I'm doing much better, thanks for all your advice.

My current strategy now is I bottled up my dead end of 3 planets + homeworld. The MKIV world that leads to the rest of the galaxy I had to improvise and build MKI raid starships. I was trying to brute force it, but it literally had thirty three (33) mkIII lightning turrets, so I wasn't making any headway with conventional masses of ships, no matter how balanced.

Raid ships are really really handy. I like how fast they move, how good they are at "unhinging" the enemy by surgically removing command posts/stations. And they are cost effective. 24k metal per one, so 72 k metal for 3, I could not do nearly as well with say, 72 mkiii bombers. The bombers would get nowhere quick against all those lightnings. Raid ships are the perfect answer for my scenario, and I suspect many many scenarios not just this one. They are easy to repair instead of having to slowly bleed smaller ships to snipers or trying to repair 200 ships with 5 engineers, you just repair 3 of them.

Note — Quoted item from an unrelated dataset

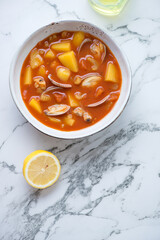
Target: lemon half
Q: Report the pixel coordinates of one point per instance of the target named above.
(41, 169)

As handy as they are, I'm not positive I would research higher marks. This is a preference thing; I think the MKI will serve their role perfectly well to unhinge planets, MKII/III would be a lot more convenient to have but the knowledge might be better spent building some true combat units to deal with the eventuality of the AI homeworld.

To deal with the insufferable amounts of mkiii turrets on that MKIV planet, I went ahead and unsupplied it : )

And now the raid ships are on their way to relieve my target cluster of planets of posts/stations so I can get a strong economy going.

This style of play clicks with me the most. Instead of hemming and hawing and slowly pushing each planet and figuring out how to defend its wormholes, I instead look at the target cluster, then remove all their stations and posts before even harvesting one for resources, then after a wave then I quickly swoop in and expand like a madman to all the 6-7 planets and set up huge defenses at the ingress points to the overall system which should be few because I planned it all out to have maybe 2 points which wandering ships come through and 1 point where the waves will come through.

I think after that I should be able to skip around the starsystems looking for adv stations and do some knowledge raiding + set up a forward post near the AI homeworld, and then it should be a snap.

Right now I'm doing the "no no" of using my homeworld as a whipping boy, but I am ok with that risk until I get my cluster of planets together to become the next whipping boy. I really plugged up that one point of ingress into my homeworld, nothing gets by. I haven't quite capped on turrets but I don't need to.